Über 2.500 Haushalte in Thüringen sind ohne mobiles Internet. Eine Studie zeigt erhebliche Versorgungsdefizite in der Region.
Über 2.500 Haushalte in Thüringen sind ohne mobiles Internet. Eine Studie zeigt erhebliche Versorgungsdefizite in der Region.

Über 2.500 Haushalte in Thüringen: Mobilfunkversorgung ein Albtraum!

In Thüringen geht es derzeit um mehr als nur die Schönheit der Landschaft: Es wird über einen teuren Mangel an Mobilfunkversorgung diskutiert. Laut einem Bericht von Stern sind hier immer noch 2.539 Privathaushalte ohne Zugang zu mobilem Breitband. Diese signifikante Anzahl von unversorgten Haushalten beleuchtet ein wachsendes Problem, das die digitale Kluft in Deutschland verstärkt.
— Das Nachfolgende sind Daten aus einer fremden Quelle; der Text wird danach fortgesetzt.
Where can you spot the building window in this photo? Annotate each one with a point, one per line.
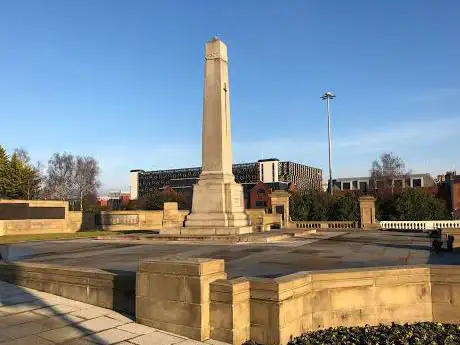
(416, 182)
(397, 183)
(363, 186)
(261, 203)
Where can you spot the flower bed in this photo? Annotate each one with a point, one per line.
(423, 333)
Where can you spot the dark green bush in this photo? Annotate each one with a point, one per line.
(424, 333)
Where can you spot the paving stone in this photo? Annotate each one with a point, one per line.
(121, 317)
(59, 321)
(137, 328)
(57, 309)
(79, 341)
(100, 324)
(91, 313)
(16, 299)
(20, 308)
(157, 338)
(31, 340)
(110, 336)
(63, 334)
(16, 319)
(23, 330)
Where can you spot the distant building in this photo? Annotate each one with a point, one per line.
(367, 183)
(451, 182)
(273, 173)
(114, 200)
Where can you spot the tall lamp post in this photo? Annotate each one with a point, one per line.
(327, 97)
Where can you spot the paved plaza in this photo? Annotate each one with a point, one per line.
(29, 317)
(320, 251)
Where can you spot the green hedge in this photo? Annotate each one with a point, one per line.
(415, 334)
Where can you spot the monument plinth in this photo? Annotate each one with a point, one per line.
(218, 202)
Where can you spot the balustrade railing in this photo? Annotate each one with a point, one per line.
(420, 225)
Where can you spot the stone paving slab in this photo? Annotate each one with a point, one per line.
(30, 317)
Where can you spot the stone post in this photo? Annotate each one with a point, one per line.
(173, 294)
(230, 316)
(281, 198)
(367, 212)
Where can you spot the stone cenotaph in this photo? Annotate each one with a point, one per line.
(218, 203)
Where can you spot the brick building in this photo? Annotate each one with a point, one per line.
(269, 171)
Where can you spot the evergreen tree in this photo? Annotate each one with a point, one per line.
(15, 177)
(5, 185)
(19, 179)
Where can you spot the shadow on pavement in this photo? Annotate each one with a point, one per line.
(27, 316)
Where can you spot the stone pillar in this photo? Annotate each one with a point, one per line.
(218, 202)
(173, 294)
(367, 212)
(230, 311)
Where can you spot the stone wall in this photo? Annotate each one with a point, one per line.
(192, 297)
(35, 222)
(101, 288)
(270, 311)
(129, 220)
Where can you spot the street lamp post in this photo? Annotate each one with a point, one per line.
(327, 97)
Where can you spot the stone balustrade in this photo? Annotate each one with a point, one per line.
(420, 225)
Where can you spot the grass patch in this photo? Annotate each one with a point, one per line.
(422, 333)
(60, 236)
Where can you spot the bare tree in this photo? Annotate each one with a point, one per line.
(86, 177)
(387, 169)
(72, 177)
(31, 178)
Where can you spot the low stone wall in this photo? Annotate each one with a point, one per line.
(261, 220)
(270, 311)
(129, 220)
(173, 294)
(192, 297)
(81, 221)
(23, 217)
(101, 288)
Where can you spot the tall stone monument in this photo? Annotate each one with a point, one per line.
(218, 203)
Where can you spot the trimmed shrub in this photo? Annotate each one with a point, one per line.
(422, 333)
Aber warum ist das so? Eine Studie des Bundesdigitalministeriums zeigt, dass es in Thüringen rund 532 Quadratkilometer mit sogenannten „weißen Flecken“ gibt – Gebiete ohne jeglichen Internetempfang. Diese Situation stellt Thüringen an die Spitze der unversorgten Flächen sowie der Haushalte ohne schnellen Mobilfunk in Ostdeutschland. Schaut man auf dem gesamten deutschen Markt, sind immerhin 99,9 Prozent der 41,4 Millionen Haushalte mobil mit Internet versorgt. Ein auffälliges Nord-Süd-Gefälle ist zudem nicht zu übersehen: Die südlichen Bundesländer kämpfen verstärkt mit größeren unversorgten Flächen.

Die Auswirkungen der digitalen Unterversorgung

Besonders betroffen sind bergige Regionen, Wald- und Naturschutzgebiete sowie Grenzregionen. Diese „weißen Flecken“ hindern die wirtschaftliche Entwicklung und die Nutzung digitaler Dienstleistungen. Dienstleistungen wie mobiles Bezahlen oder die Vernetzung von Geräten werden dadurch erheblich erschwert. Bundesweit sind mehr als 28.000 Haushalte von der Unterversorgung betroffen, wobei die meisten in Baden-Württemberg (8.022) und Bayern (7.235) leben.

Die Daten zeigen, dass zum Jahresbeginn 2025 in Deutschland rund 23.500 weiße Flecken auf einer Fläche von 7.518 Quadratkilometern existierten. Bemerkenswert ist, dass 95 Prozent dieser weißen Flecken kleiner als ein Quadratkilometer sind. Dies hat nicht nur Auswirkungen auf die Lebensqualität der Betroffenen, sondern auch auf die wirtschaftliche Entwicklung in der Region.